Contra Costa Health Services
Contra Costa Health Services (CCHS) leveraged their well-established electronic health record (EHR) system to improve care coordination across county departments and provide more integrated services to patients by developing Patient 360 — a single, electronic care platform enabling CCHS staff and providers to view critical patient information.
Ambulatory Care Redesign
Ventura County Health Care Agency
To address practical barriers homeless patients often experience while accessing services, Ventura County Health Care Agency (VCHCA) developed mobile “one stop” outreach and service events, which include a mobile shower unit co-located alongside medical, behavioral health, and social services.
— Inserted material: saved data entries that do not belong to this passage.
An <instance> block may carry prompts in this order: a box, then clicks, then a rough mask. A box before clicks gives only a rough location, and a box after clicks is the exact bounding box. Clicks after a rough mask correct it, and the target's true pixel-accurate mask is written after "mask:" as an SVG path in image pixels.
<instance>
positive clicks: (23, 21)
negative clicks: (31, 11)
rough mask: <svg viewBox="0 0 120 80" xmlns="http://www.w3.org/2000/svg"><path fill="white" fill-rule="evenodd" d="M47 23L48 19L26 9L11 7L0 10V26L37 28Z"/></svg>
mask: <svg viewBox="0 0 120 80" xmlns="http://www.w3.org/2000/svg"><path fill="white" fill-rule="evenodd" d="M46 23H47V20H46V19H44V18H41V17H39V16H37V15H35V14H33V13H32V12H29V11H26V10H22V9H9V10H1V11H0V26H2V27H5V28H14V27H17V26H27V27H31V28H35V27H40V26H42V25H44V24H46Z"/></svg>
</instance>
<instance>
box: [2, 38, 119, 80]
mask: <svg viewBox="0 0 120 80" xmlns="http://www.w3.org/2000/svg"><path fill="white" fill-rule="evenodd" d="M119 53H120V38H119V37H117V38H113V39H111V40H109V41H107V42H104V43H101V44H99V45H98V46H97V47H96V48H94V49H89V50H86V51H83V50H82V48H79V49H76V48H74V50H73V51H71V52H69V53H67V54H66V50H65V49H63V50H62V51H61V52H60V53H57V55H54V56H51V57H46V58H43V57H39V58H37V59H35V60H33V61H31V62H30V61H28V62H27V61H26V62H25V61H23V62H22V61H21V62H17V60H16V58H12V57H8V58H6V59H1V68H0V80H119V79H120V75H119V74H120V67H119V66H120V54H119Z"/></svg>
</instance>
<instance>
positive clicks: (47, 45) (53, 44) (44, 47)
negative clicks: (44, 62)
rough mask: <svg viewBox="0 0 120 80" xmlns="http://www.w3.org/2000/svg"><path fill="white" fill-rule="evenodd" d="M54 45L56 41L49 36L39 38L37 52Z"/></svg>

Innovative Metrics in PRIME – This January, SNI will be sharing innovative metric progress in PRIME at the 2019 CMS Annual Quality Conference.
Data for Population Health – On February 7, SNI will convene data and population health leaders to identify solutions to implement and optimize data analytics that support population health and value-based care, including opportunities to strengthen data governance and workforce capacity.
Whole Person Care – This spring, in partnership with the Department of Health Care Services (DHCS) Learning Collaborative, SNI will help pilots develop and strengthen their transitional care and housing supportive services.
Reporting Expertise & Analysis – SNI continues to provide reporting expertise and performance analysis for the waiver and managed care rule reporting deadlines, including Whole Person Care (January 31), Global Payment Program (March 31) and PRIME (March 31).